In 2019, Respect the Water enters its sixth year as the RNLI’s national drowning prevention campaign, forming a major part of our work to half accidental coastal deaths by 2024. Around 150 people lose their lives at the British and Irish coasts each year.
Many of these deaths can be avoided if people are more aware of the dangers at the coast and know what to do should they find themselves in danger in the water.
In the last two years the campaign has focused on delivering a single survival skill – floating. So far eleven people have said the Respect the Water float advice helped save their life.
The campaign aims to continue to raise awareness of the dangers at the coast, advocate the float survival skill and offer instruction on how to do it. We also hope people will share this lifesaving advice with friends and family.
Ultimately, we want people to know the recommended immediate action to take should they find themselves in trouble in cold water:
Fight your basic instinct to thrash about or swim hard when in trouble in cold water; instead stay calm, FLOAT on your back to help control your breathing and keep your airway clear.
Coastal fatality figures for 2014–2018 are: 153, 180, 156, 109 and 128.
• It’s encouraging for us at the charity to see the number of coastal fatalities fall below average for the second year running.
• It’s notable that men make up the majority of the fatalities at the coast every year; last year 115 male lives were lost – brothers, sons, partners, mates.
• We can’t get complacent, we can all take a role in getting behind coastal safety education, investing in initiatives and sharing survival skills to help save lives from drowning.
• The increase in fatalities in 2018 (128) compared to 2017 (109) could, in part, be due to the hot summer and increasing coastal visitors and participation levels in water-sports in 2018.
• Over half (55%) of the those who died at the coast in 2018 ended up in the water unexpectedly
• One drowning is one too many.
Respect the Water 2019
The RNLI Respect the Water campaign is calling on the public to remember one simple skill to help them survive in cold water: Float to Live
• Around half of those that die at the coast each year do not intend to enter the water, many people slip, trip or fall while walking, running, climbing or angling.
• British and Irish waters are cold enough year-round to trigger cold water shock, which can cause
uncontrollable gasping and panic, leading to breathing in water and drowning.
• Instinct will tell you to swim hard and fight the water.

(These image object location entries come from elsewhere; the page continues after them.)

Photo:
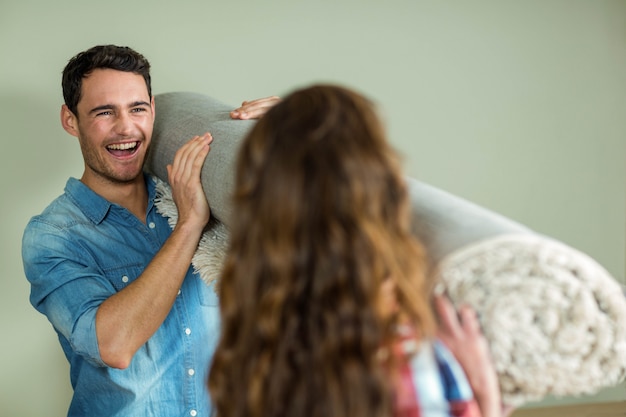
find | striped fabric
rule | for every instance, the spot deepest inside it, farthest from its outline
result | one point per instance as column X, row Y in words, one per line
column 430, row 382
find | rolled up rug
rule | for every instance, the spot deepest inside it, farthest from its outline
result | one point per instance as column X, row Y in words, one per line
column 555, row 319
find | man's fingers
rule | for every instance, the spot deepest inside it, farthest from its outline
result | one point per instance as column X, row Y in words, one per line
column 449, row 320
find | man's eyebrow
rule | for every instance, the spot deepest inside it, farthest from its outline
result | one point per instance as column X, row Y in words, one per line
column 111, row 106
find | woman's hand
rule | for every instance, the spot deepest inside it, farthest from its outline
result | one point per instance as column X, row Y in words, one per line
column 461, row 333
column 254, row 109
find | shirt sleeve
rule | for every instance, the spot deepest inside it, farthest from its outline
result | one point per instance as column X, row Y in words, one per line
column 66, row 285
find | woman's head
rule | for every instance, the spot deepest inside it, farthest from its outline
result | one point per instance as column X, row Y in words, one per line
column 321, row 221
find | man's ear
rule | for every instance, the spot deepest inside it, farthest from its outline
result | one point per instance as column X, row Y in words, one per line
column 69, row 121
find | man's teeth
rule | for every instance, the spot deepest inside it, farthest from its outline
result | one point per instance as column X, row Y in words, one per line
column 122, row 146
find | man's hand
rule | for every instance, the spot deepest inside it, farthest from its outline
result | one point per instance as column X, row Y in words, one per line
column 254, row 109
column 184, row 178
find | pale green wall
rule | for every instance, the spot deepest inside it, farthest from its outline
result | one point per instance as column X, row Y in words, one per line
column 518, row 106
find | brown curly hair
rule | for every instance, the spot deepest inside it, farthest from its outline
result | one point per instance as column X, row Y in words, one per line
column 321, row 220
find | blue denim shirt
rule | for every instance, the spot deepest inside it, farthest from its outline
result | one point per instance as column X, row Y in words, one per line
column 81, row 250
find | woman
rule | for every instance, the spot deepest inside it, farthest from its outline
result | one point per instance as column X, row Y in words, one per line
column 323, row 296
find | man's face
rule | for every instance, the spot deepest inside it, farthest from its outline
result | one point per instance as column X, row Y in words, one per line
column 114, row 125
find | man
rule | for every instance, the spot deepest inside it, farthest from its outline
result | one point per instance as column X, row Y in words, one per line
column 137, row 326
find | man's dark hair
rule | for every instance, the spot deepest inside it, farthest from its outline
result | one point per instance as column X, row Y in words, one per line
column 119, row 58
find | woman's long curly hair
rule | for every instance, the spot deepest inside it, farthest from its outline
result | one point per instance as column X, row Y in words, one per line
column 321, row 220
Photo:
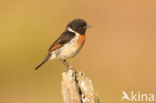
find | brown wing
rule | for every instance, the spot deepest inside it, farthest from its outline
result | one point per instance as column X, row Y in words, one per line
column 64, row 38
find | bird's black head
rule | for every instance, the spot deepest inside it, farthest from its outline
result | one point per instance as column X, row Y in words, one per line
column 78, row 25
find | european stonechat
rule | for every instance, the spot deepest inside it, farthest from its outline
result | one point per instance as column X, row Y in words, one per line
column 69, row 43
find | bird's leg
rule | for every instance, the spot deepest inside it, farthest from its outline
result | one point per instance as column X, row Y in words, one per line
column 66, row 64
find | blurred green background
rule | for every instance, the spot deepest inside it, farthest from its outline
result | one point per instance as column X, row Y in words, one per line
column 119, row 53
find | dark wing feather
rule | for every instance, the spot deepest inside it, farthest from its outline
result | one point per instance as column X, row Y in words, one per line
column 64, row 38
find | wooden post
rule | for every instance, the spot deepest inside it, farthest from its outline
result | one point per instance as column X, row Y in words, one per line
column 77, row 88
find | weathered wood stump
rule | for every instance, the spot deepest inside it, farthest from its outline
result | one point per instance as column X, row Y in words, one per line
column 77, row 88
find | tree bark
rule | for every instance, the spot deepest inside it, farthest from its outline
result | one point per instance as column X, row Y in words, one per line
column 77, row 88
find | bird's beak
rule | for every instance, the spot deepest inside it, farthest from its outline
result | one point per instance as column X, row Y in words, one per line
column 88, row 26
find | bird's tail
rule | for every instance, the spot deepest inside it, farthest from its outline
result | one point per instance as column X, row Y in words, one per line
column 47, row 58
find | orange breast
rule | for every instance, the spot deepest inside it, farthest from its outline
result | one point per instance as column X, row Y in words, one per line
column 81, row 40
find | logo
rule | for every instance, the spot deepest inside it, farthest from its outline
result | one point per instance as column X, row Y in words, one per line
column 137, row 96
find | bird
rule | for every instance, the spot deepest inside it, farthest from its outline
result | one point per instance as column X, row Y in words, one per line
column 68, row 44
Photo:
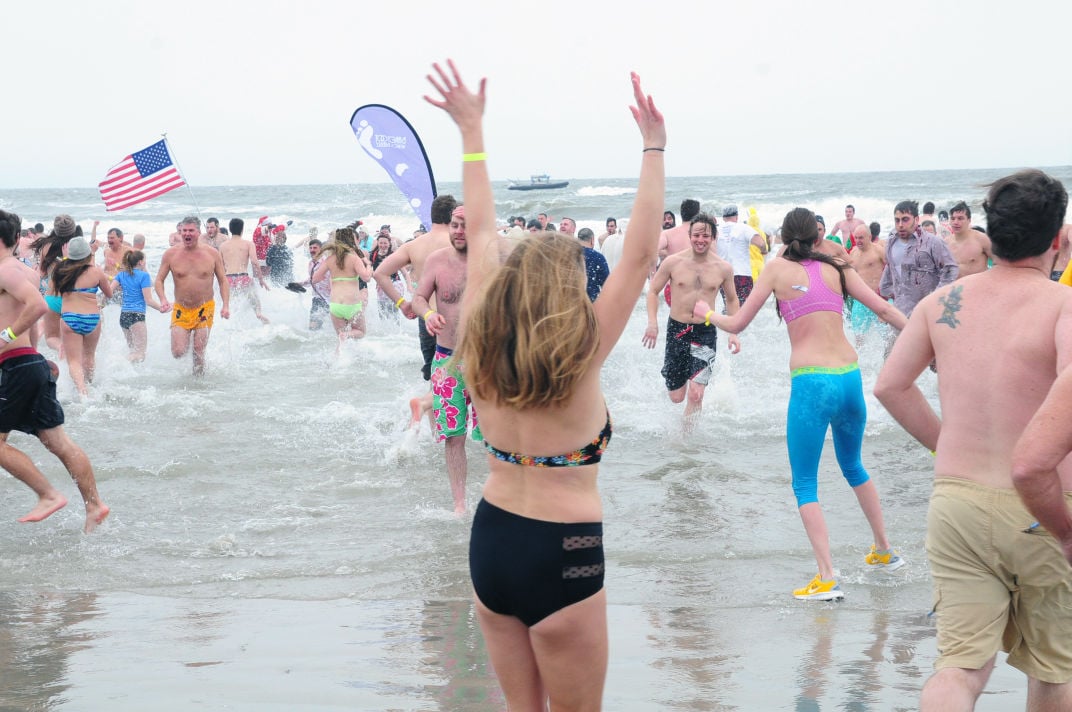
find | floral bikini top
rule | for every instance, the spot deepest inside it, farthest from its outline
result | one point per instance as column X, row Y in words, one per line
column 587, row 455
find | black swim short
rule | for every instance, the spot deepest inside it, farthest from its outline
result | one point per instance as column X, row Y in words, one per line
column 531, row 568
column 28, row 396
column 690, row 354
column 127, row 320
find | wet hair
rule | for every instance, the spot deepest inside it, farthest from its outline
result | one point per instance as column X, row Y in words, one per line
column 689, row 209
column 706, row 220
column 532, row 334
column 910, row 207
column 800, row 233
column 67, row 272
column 1024, row 213
column 131, row 260
column 10, row 224
column 344, row 242
column 442, row 207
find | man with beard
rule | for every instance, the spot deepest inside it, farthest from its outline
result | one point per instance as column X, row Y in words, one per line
column 444, row 277
column 694, row 273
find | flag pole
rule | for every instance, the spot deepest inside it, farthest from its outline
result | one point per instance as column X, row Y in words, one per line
column 182, row 173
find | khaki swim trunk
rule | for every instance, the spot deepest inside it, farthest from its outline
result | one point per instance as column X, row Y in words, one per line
column 998, row 583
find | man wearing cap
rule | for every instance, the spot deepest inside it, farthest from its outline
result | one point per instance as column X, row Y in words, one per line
column 28, row 391
column 733, row 246
column 193, row 266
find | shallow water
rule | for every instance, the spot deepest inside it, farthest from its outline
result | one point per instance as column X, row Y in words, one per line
column 278, row 539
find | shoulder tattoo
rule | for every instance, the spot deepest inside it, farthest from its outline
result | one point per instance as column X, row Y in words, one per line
column 951, row 305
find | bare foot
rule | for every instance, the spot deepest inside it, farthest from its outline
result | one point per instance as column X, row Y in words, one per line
column 46, row 506
column 95, row 515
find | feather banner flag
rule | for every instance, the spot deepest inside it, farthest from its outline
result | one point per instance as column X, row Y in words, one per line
column 391, row 142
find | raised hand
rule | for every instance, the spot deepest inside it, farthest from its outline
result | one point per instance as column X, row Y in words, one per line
column 464, row 107
column 649, row 119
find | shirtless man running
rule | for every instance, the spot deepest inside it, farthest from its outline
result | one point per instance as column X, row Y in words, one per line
column 415, row 253
column 868, row 260
column 1003, row 581
column 239, row 256
column 696, row 272
column 970, row 248
column 444, row 276
column 193, row 267
column 28, row 392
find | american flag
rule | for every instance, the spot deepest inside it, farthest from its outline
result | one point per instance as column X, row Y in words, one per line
column 140, row 177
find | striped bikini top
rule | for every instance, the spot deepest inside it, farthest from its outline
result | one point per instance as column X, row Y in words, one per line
column 591, row 454
column 816, row 295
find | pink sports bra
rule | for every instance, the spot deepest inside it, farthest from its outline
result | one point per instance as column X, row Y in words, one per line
column 816, row 295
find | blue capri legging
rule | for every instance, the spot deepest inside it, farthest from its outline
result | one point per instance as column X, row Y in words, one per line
column 821, row 398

Instead, stay calm and FLOAT, to regain control of your breathing and keep your airway clear – only then should you try to swim to safety or call for help.
• Sharing the Float message could help save more lives.

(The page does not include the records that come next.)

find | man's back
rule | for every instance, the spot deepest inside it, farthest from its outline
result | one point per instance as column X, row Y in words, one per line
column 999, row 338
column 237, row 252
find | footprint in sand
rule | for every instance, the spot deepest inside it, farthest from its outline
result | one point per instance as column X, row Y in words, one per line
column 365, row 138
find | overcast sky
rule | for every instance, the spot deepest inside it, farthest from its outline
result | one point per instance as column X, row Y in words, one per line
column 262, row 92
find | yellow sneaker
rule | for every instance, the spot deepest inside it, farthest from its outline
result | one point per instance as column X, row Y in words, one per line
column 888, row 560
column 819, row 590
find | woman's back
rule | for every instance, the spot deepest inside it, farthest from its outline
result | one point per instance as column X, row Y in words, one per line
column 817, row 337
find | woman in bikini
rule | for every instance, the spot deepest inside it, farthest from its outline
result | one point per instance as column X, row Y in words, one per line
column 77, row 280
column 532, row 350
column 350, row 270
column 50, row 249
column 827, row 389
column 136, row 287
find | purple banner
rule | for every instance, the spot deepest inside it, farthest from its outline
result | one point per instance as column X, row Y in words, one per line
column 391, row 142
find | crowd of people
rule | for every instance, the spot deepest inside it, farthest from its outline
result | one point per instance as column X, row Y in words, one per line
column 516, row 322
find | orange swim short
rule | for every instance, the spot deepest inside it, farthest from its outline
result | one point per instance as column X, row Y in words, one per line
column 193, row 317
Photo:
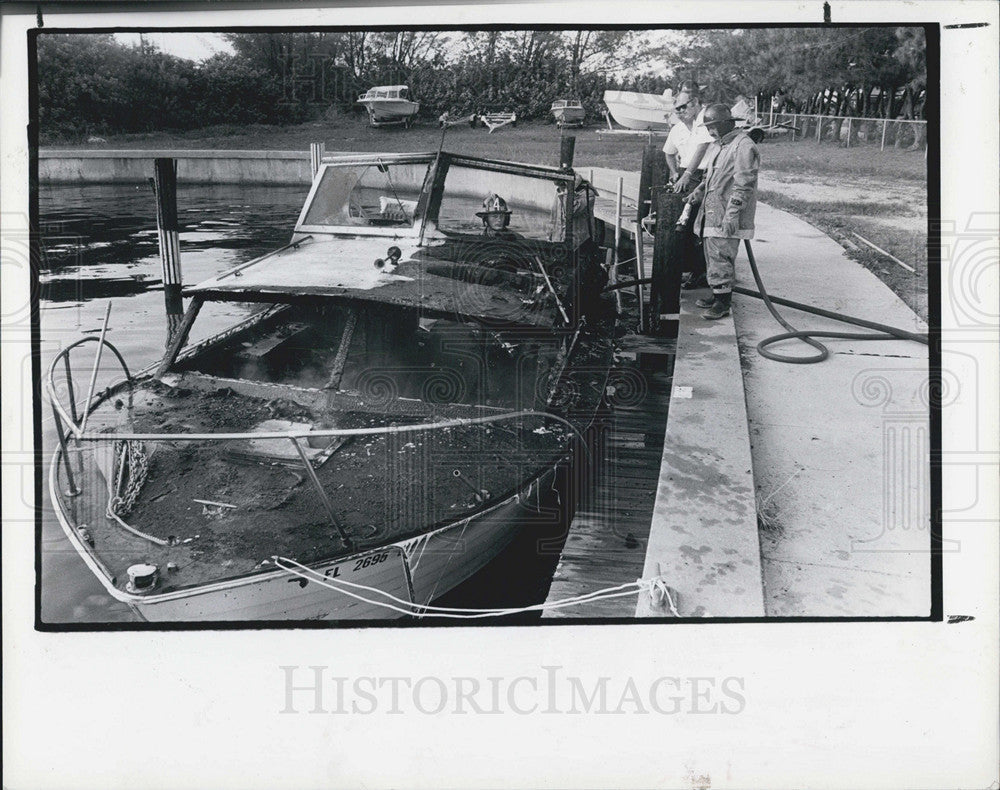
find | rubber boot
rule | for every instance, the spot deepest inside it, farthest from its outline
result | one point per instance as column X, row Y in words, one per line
column 721, row 307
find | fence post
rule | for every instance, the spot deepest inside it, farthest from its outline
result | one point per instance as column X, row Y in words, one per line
column 165, row 184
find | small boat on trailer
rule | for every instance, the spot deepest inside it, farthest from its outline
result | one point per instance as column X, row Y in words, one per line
column 402, row 392
column 568, row 112
column 640, row 111
column 389, row 104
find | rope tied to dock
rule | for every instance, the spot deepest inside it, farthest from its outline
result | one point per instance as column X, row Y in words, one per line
column 655, row 587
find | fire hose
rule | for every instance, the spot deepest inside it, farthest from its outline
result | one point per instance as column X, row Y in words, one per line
column 882, row 331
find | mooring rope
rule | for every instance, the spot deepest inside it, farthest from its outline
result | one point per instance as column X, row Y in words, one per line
column 657, row 588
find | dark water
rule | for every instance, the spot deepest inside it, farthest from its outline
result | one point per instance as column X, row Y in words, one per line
column 101, row 247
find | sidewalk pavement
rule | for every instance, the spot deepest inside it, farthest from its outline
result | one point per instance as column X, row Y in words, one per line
column 841, row 449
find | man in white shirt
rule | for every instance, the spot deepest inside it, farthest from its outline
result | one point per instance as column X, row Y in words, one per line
column 685, row 152
column 687, row 142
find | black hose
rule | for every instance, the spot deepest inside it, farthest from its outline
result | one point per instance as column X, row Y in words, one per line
column 627, row 284
column 883, row 331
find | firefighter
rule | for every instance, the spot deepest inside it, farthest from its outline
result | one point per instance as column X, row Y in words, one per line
column 728, row 198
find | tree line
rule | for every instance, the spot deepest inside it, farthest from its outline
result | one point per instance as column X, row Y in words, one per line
column 93, row 84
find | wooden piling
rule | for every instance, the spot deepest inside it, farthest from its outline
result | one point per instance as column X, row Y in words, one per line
column 618, row 240
column 316, row 153
column 567, row 146
column 168, row 235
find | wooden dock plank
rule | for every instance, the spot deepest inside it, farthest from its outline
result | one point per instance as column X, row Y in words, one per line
column 607, row 540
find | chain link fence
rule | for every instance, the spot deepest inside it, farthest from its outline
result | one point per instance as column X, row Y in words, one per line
column 847, row 130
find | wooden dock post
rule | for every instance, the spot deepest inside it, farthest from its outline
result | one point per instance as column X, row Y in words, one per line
column 618, row 240
column 316, row 153
column 567, row 147
column 165, row 185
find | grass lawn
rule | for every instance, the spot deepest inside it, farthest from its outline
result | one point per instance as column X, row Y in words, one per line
column 880, row 195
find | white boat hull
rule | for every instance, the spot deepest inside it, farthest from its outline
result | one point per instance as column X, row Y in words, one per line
column 416, row 570
column 569, row 115
column 386, row 111
column 640, row 111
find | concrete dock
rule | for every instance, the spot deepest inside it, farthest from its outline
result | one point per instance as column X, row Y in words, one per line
column 783, row 489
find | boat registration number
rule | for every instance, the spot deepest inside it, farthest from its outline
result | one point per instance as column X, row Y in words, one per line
column 361, row 564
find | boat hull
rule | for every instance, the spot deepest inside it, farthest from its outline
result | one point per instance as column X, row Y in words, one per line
column 416, row 570
column 389, row 111
column 569, row 116
column 640, row 111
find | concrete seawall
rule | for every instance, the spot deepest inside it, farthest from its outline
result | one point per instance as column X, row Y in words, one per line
column 193, row 167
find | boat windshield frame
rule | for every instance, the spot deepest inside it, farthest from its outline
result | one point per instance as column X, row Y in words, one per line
column 425, row 217
column 370, row 160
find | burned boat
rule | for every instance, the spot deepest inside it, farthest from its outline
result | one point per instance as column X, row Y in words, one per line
column 409, row 378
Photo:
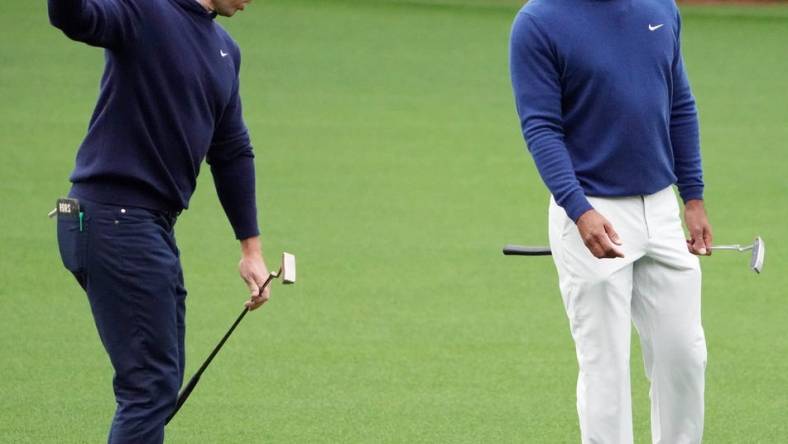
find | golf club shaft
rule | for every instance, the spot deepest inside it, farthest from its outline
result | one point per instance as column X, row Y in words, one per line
column 187, row 390
column 519, row 250
column 732, row 247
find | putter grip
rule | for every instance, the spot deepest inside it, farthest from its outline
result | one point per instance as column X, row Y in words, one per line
column 519, row 250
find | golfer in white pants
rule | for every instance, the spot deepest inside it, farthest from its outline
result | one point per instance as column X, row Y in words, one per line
column 609, row 118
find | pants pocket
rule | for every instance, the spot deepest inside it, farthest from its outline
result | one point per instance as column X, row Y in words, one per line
column 72, row 244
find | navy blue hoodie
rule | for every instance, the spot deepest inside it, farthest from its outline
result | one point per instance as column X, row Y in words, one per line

• Eleven people have said the Float to Live advice has helped to save their life.
How to float:
o Lean back, extend your arms and legs
o If you need to, gently move your arms and legs to help you float
o Float until you can control your breathing
o Only then call for help or swim to safety
• Clothes can help with buoyancy – during the first moments in water, air is trapped between the layers. Moving less helps the air stay trapped, helping you float.

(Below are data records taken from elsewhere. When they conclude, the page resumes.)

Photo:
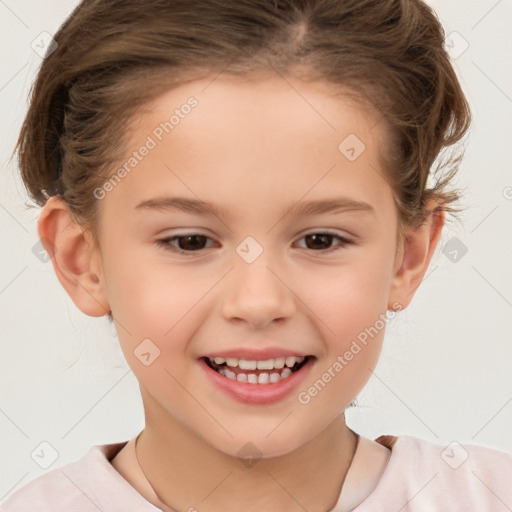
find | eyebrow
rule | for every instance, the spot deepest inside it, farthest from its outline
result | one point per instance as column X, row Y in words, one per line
column 301, row 208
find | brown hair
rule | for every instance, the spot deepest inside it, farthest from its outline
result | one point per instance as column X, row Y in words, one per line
column 115, row 56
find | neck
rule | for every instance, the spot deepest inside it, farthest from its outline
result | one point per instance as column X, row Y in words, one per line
column 188, row 473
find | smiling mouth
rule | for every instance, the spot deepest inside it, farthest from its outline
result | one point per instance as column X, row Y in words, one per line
column 257, row 372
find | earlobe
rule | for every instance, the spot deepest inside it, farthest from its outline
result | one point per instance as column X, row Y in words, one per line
column 74, row 257
column 418, row 246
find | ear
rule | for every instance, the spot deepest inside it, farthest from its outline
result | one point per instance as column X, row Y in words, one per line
column 414, row 253
column 75, row 258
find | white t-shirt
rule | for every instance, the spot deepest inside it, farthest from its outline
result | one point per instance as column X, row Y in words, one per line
column 420, row 476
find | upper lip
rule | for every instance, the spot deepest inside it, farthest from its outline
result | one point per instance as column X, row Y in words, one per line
column 252, row 354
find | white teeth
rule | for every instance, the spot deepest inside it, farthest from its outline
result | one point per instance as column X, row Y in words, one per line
column 268, row 364
column 263, row 378
column 279, row 362
column 252, row 378
column 265, row 365
column 247, row 365
column 275, row 377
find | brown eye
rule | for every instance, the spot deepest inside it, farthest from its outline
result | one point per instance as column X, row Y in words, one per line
column 323, row 242
column 191, row 242
column 319, row 241
column 184, row 243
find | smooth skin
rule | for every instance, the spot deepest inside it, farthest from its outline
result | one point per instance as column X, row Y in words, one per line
column 255, row 149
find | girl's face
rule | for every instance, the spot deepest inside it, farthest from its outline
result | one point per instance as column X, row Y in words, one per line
column 251, row 222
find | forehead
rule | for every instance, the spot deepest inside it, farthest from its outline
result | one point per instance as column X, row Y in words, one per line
column 254, row 139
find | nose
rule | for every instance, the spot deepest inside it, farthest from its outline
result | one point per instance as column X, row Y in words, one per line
column 257, row 294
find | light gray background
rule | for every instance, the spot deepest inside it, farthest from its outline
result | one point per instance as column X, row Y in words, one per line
column 444, row 373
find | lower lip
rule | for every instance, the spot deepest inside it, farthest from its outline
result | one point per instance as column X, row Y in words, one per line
column 257, row 393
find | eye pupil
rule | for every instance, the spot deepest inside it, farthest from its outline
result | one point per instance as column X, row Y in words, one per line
column 192, row 242
column 324, row 239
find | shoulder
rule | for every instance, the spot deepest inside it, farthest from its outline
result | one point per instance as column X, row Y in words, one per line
column 88, row 484
column 424, row 475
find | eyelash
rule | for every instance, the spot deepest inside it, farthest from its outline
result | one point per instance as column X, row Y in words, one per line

• Floating is not always something people are confident they can do, but most people can float.
• Practice floating in a safe environment like a swimming pool.
• If you see someone else in trouble in water at the coast, call 999 or 112 and ask for the Coastguard. Don’t go in after them.
• The average UK sea temperature is 12C – any temperature below 15C can trigger cold water shock.
• Our floating advice is for people experiencing a life-threatening reaction to panic and thrash about when in trouble in cold water – it doesn’t replace other important water safety advice which can all be found at www.respectthewater.com
• When visiting the beach or when swimming at the coast, our advice is to always choose a lifeguarded beach and swim between the red and yellow flags.
• The RNLI is a charity that relies on public support to carry out its lifesaving work.